Tissue plasminogen activator (tPA) is a polypeptide containing 527 amino acid residues (27,33) with a molecular mass of 72 kDa. The molecule is divided into five structural domains. Near the N-terminal region is a looped finger domain followed by a growth factor domain and the two domains kringle 1 and kringle 2. Both finger and kringle 2 domains bind specifically to the fibrin clots, thereby accelerating tPA protein activation of bound plasminogen. Next to the kringle 2 domain is the serine protease domain, which has the catalytic site located at the C terminus. This domain is responsible for converting plasminogen to plasmin, which is important for the homeostasis of fibrin formation and clot dissolution. The correct folding of tPA requires the correct pairing of 17 disulfide bridges in the molecule (1).

Clinically, tPA is a thrombolytic agent of choice for the treatment of acute myocardial infarction. It has the advantage of causing no side effects such as systemic hemorrhaging and fibrinogen depletion (7). Bowes melanoma cells were first used as a source of tPA production for therapeutic purposes (12).
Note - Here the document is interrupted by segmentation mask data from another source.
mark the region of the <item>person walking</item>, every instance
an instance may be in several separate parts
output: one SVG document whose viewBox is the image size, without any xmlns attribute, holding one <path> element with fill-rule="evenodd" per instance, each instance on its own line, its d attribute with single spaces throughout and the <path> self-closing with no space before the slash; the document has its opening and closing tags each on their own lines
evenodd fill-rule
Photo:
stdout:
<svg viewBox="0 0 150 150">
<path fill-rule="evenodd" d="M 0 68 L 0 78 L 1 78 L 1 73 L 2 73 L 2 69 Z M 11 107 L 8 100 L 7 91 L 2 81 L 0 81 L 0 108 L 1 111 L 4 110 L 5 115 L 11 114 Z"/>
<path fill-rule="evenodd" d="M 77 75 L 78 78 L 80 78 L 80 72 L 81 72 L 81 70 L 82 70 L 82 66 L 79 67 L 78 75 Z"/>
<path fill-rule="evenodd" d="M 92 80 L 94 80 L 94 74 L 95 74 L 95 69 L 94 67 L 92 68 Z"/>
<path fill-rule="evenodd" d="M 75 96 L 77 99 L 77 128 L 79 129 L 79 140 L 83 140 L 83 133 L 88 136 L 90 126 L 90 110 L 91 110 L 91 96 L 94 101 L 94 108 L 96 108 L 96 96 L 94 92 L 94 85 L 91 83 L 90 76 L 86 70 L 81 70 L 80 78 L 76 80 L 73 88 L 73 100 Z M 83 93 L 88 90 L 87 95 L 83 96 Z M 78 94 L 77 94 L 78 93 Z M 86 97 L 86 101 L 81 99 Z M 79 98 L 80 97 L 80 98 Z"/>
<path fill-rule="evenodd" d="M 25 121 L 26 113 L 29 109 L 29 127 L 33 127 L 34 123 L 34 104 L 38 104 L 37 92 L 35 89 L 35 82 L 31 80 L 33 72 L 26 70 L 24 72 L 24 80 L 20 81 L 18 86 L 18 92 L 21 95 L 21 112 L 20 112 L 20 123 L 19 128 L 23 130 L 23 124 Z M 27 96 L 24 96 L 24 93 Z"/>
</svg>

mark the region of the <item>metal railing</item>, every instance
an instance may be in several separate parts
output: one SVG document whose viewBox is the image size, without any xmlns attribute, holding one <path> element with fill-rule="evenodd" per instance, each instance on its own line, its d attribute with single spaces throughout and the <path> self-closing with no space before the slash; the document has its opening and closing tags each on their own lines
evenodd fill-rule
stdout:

Since a consistent process efficiently producing high yields of highly purified protein is required for clinical use, the construction of full-length recombinant tPA (rtPA) progressed to mammalian cells. Chinese hamster ovary cells were transfected with the tPA gene to synthesize rtPA (8, 22). The recombinant product produced by a mammalian fermentation system was harvested from the culture medium. Attracted by simplicity and economy of production, investigators made a number of efforts in producing rtPA from bacteria, especially fromEscherichia coli (10, 13, 30). Numerous strategies have been proposed to overcome the problems of low yield and the formation of inclusion bodies, which result in misfolding and in an inactive enzyme. The other major criterion is to synthesize the smallest molecule which is still active, instead of full-length tPA.

Several deletion-mutant variants including kringle 2 plus serine protease (K2S) have been considered. However, the enzymatic activity of the recombinant K2S (rK2S) was obtained only when refolding of the purified inclusion bodies from the cytoplasmic compartment was achieved (16, 29). In order to avoid cumbersome refolding processes and periplasmic protein delivery, special bacterial expression systems were exploited (6, 31). Despite periplasmic expression of tPA, overexpression led to inactive aggregates, even in the relatively high-oxidizing conditions in the periplasm. The other possibility is synthesis of the recombinant protein as an extracellular component. Kipriyanov et al. (17) fused the PelB signal peptide to the N terminus of the single chain (ScFv) and were able to obtain an active recombinant product from E. coli culture supernatant. Recently, the expression of certain recombinant antibody fragments in L forms ofProteus mirabilis was described (28). As the bacterial cells lack periplasmic space, the active recombinant antibody fragment could be directly harvested from the culture supernatant. However, the properties of an extracellular form of the heterologous protein may be distinct from those of the periplasmic accumulated form.

In this study, we describe the production of extracellular and periplasmic forms of K2S in E. coli. In a recent report, the enzymatic properties of phage-displayed kringle 5 with the plasminogen serine protease have been successfully demonstrated (20). Since the cysteine number of this protein is similar to that of K2S, we have evaluated whether the phage-displayed rK2S exerts protease activity. Moreover, we applied a novel strategy to secrete rK2S into the culture supernatant of E. coli. The phage-displayed rK2S and the periplasmic and secreted forms were compared with respect to fibrinogen-dependent serine protease activity.